001 Verwaltungsrecht allgemein;
20/01 Allgemeines bürgerliches Gesetzbuch (ABGB);
40/01 Verwaltungsverfahren;
62 Arbeitsmarktverwaltung;
66/01 Allgemeines Sozialversicherungsgesetz;
66/02 Andere Sozialversicherungsgesetze;

Norm

ABGB §861;
ABGB §914;
ABGB §915;
ABGB §916;
AlVG 1977 §12 Abs1;
AlVG 1977 §12 Abs3 lita;
ASVG §11 Abs1;
ASVG §11 Abs3 lita;
ASVG §4 Abs2;
AVG §37;
AVG §45 Abs3;
VwRallg;

Betreff

Der Verwaltungsgerichtshof hat durch den Vorsitzenden Senatspräsident Dr. Liska und die Hofräte Dr. Knell, Dr. Müller, Dr. Novak und Dr. Händschke als Richter, im Beisein der Schriftführerin Mag. Schwächter, über die Beschwerde des Dipl. Ing. Klaus L in V, vertreten durch Dr. W, Rechtsanwalt in G, gegen den Bescheid des Landesarbeitsamtes Kärnten vom 30. Oktober 1991, Zl. IVa 7022 B, betreffend Arbeitslosengeld, zu Recht erkannt:

Spruch

Die Beschwerde wird als unbegründet abgewiesen.

Der Beschwerdeführer hat dem Bund (Bundesminister für Arbeit und Soziales) Aufwendungen in der Höhe von S 3.035,-- binnen zwei Wochen bei sonstiger Exekution zu ersetzen.

Begründung

Mit Bescheid vom 6. Februar 1987 gab das Arbeitsamt Villach dem Antrag des Beschwerdeführers auf Zuerkennung von Arbeitslosengeld gemäß § 7 Z. 1 in Verbindung mit § 12 des Arbeitslosenversicherungsgesetzes 1977 (AlVG) mangels Arbeitslosigkeit keine Folge. Nach der Begründung sei der Beschwerdeführer als Geschäftsführer im Witwenfortbetrieb seiner Mutter selbständig erwerbstätig.

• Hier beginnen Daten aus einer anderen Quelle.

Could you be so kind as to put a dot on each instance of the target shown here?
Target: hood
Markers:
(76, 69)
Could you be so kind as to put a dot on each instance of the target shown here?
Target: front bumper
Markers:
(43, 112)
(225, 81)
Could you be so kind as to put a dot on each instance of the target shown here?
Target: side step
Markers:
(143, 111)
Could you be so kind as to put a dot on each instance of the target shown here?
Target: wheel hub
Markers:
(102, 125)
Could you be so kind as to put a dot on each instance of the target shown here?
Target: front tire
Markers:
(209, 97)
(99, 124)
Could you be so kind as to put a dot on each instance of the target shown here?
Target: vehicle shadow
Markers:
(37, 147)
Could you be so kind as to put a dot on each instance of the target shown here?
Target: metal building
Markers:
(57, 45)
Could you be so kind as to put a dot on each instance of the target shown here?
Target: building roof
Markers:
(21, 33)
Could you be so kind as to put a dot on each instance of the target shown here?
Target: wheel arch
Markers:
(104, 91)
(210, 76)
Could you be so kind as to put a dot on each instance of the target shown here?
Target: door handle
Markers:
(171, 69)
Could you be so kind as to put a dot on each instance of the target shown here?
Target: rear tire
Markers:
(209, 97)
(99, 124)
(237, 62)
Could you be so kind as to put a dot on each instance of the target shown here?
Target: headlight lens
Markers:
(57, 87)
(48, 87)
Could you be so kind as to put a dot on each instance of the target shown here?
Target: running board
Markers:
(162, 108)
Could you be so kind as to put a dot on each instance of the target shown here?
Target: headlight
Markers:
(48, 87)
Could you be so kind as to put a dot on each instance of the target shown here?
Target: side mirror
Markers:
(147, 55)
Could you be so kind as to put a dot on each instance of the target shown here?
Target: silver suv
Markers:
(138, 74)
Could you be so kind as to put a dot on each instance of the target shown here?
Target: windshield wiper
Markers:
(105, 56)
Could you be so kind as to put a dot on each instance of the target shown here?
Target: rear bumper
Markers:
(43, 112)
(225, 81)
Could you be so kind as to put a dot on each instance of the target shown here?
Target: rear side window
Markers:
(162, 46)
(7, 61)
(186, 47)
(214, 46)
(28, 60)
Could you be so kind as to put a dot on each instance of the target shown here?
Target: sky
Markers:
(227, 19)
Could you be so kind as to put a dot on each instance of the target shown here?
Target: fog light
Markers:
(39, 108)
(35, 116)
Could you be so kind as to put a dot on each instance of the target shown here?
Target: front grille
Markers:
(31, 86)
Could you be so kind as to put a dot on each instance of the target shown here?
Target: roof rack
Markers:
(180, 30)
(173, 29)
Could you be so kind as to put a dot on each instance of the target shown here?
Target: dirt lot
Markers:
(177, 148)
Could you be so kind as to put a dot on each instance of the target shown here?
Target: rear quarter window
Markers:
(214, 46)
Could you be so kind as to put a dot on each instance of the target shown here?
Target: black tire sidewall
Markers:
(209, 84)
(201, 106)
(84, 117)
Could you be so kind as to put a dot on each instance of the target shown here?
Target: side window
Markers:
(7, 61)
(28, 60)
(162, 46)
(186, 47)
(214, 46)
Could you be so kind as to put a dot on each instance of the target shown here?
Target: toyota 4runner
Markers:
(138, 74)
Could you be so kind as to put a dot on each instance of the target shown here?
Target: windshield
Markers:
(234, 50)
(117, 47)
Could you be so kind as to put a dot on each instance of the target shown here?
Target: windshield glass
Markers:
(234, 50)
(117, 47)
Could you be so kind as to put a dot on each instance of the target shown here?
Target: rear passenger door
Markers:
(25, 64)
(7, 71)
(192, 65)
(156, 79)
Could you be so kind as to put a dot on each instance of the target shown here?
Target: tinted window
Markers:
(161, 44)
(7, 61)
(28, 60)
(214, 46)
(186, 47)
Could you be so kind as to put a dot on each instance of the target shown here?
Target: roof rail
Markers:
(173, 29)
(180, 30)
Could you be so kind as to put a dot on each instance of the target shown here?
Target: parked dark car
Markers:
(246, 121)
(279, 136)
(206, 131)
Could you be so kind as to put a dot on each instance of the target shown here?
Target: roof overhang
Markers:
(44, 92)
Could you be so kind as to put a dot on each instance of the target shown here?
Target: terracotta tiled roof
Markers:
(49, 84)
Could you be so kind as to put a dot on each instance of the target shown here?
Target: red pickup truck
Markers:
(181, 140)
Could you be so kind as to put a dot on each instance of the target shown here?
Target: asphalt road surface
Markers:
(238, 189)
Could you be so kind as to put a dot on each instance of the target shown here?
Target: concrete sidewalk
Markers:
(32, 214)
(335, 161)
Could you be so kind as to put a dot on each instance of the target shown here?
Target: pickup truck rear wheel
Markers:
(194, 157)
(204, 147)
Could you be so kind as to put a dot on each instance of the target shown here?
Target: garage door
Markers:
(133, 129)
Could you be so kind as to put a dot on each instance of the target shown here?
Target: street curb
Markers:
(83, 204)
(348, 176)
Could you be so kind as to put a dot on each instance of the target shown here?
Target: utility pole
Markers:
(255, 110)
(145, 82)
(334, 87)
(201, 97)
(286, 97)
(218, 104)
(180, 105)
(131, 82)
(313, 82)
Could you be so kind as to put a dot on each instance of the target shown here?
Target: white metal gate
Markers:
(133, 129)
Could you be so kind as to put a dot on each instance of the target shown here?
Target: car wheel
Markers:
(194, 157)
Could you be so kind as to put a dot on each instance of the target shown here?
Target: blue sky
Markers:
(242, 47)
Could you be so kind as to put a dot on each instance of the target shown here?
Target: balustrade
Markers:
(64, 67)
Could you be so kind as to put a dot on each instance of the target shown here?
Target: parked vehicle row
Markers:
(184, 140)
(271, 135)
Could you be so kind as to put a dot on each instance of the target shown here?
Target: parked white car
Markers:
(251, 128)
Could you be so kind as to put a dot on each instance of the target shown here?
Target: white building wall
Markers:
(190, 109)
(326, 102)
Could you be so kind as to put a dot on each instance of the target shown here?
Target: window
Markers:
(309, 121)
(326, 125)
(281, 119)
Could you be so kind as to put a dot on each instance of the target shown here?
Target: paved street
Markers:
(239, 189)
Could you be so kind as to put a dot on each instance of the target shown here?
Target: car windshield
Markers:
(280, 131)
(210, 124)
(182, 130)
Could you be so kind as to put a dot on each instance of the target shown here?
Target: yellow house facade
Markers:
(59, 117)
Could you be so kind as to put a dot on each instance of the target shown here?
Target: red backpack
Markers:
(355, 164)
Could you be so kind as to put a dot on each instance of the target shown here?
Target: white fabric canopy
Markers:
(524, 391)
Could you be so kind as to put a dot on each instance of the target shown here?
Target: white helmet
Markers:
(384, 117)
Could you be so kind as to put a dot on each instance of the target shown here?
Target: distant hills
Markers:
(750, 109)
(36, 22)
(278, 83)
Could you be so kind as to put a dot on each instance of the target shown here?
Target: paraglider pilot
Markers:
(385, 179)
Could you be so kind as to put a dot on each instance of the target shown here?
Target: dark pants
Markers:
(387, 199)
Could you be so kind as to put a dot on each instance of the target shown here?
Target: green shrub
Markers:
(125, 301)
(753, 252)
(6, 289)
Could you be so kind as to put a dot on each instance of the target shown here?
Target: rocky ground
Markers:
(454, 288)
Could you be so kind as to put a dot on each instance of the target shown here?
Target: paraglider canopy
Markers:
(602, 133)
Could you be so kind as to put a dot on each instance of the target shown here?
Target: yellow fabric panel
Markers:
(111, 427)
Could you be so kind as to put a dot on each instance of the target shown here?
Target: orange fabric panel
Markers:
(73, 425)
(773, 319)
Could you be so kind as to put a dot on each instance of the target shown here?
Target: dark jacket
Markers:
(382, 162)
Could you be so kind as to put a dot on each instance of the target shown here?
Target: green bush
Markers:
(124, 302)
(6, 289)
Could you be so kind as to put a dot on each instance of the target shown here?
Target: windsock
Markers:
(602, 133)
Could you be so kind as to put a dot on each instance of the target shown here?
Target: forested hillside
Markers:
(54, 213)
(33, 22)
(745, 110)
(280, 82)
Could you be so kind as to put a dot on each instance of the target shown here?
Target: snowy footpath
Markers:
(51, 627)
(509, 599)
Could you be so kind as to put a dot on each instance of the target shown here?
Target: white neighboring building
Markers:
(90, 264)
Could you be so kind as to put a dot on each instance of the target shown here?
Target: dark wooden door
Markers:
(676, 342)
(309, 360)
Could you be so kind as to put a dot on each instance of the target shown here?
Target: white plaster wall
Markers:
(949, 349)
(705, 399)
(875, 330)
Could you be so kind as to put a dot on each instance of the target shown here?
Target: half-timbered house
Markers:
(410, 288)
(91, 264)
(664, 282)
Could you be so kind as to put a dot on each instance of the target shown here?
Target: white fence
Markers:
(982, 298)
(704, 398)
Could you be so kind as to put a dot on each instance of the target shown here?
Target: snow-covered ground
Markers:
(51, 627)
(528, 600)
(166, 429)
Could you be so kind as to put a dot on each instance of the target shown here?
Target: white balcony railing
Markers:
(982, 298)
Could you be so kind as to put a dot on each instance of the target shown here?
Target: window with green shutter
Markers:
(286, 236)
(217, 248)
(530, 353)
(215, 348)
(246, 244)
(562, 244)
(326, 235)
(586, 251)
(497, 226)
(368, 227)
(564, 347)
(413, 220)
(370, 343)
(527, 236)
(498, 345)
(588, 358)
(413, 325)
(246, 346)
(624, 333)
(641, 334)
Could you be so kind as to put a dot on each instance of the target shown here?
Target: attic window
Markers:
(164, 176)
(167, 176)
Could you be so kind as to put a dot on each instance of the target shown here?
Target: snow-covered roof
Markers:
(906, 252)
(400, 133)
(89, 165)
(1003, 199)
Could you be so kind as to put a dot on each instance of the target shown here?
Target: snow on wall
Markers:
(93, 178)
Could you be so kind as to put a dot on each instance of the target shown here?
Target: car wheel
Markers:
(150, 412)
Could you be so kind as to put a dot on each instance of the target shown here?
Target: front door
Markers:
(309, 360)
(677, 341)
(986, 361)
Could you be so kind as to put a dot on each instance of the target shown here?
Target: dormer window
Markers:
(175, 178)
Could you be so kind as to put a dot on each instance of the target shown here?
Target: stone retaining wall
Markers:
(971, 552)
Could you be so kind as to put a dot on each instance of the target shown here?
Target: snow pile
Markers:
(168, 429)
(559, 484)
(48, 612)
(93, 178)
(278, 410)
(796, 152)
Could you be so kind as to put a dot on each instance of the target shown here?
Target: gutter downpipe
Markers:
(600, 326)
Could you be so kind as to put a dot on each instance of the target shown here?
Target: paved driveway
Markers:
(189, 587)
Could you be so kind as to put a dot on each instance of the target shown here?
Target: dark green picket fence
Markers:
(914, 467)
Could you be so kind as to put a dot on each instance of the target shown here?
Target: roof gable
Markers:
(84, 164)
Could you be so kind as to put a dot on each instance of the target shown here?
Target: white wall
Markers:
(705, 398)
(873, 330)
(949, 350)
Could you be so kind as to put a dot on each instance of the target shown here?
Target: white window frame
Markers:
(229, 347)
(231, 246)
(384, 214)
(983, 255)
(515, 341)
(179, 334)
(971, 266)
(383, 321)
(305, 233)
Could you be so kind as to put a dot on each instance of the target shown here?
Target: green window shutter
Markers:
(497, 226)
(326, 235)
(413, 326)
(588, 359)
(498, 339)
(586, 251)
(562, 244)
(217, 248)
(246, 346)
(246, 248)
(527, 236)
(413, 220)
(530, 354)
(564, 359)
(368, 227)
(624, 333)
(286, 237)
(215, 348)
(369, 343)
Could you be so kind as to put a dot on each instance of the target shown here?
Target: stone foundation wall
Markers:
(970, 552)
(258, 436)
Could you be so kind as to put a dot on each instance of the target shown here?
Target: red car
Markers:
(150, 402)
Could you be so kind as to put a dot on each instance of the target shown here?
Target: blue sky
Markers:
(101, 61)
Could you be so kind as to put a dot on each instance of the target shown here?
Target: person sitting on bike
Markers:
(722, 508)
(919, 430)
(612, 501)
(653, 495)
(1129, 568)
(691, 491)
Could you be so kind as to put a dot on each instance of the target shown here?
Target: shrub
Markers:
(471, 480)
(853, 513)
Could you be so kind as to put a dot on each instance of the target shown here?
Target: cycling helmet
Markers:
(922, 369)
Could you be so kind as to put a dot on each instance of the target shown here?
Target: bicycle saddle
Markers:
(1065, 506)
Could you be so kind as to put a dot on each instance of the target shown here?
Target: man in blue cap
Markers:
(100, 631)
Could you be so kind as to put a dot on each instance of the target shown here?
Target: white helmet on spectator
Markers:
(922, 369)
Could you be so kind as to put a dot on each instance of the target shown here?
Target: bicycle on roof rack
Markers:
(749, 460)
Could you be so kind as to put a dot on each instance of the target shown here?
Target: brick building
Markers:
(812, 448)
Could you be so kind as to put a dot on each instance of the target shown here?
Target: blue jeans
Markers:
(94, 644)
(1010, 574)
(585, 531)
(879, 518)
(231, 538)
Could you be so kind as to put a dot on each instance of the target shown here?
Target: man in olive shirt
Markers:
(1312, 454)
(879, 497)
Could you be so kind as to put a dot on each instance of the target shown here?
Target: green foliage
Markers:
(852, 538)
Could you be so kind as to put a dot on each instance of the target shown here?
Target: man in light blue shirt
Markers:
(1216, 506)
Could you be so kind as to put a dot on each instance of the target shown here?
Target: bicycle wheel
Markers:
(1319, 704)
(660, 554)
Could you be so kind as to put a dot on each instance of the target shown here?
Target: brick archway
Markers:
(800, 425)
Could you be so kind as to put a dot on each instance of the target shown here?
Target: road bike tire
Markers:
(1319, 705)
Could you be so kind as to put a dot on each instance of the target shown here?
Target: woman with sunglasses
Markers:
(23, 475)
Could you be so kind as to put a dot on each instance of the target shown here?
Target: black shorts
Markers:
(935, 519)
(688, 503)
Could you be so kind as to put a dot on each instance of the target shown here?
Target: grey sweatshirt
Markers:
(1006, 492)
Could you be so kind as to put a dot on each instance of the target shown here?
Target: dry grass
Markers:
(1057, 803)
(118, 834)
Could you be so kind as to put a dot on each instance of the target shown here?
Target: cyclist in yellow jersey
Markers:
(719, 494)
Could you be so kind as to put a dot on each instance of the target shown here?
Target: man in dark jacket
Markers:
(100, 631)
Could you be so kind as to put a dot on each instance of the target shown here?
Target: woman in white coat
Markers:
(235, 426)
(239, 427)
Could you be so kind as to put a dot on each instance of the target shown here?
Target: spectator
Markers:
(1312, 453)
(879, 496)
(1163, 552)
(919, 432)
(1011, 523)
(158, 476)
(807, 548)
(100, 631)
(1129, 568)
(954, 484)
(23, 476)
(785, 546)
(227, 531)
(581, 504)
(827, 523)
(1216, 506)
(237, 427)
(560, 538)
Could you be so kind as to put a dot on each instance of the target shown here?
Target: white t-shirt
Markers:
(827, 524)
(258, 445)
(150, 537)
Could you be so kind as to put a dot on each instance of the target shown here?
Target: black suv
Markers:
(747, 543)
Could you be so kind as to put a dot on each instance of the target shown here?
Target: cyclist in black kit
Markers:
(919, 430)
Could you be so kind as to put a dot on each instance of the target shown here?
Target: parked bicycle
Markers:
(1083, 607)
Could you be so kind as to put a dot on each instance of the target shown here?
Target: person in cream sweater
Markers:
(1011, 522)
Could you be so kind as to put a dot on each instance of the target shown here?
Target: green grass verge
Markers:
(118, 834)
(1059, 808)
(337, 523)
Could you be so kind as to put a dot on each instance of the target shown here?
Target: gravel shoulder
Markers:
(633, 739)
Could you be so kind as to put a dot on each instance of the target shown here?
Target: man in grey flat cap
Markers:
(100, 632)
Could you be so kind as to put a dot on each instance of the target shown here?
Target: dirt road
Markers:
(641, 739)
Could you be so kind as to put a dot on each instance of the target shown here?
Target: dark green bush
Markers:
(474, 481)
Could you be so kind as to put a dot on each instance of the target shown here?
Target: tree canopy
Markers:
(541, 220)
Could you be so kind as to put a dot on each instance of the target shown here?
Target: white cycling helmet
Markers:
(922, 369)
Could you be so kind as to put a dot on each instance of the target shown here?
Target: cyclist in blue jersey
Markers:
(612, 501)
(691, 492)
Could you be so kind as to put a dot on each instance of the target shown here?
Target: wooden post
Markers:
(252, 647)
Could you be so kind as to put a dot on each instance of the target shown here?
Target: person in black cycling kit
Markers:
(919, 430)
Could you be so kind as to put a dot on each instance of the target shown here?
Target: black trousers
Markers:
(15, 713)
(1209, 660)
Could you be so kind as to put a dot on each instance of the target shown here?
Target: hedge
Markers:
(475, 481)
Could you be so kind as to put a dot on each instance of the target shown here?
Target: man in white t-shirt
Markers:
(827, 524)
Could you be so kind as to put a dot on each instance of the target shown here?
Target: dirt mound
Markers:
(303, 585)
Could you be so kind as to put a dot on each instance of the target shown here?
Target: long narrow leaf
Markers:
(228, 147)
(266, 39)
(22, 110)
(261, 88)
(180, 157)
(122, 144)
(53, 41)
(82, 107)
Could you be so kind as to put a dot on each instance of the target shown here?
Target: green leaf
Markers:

Der Bescheid des Landesarbeitsamtes Kärnten vom 18. November 1987, mit dem der Berufung des Beschwerdeführers keine Folge gegeben worden war, wurde mit Erkenntnis des Verwaltungsgerichtshofes vom 17. September 1991, Zl. 87/08/0317, wegen Rechtswidrigkeit infolge Unzuständigkeit der belangten Behörde aufgehoben.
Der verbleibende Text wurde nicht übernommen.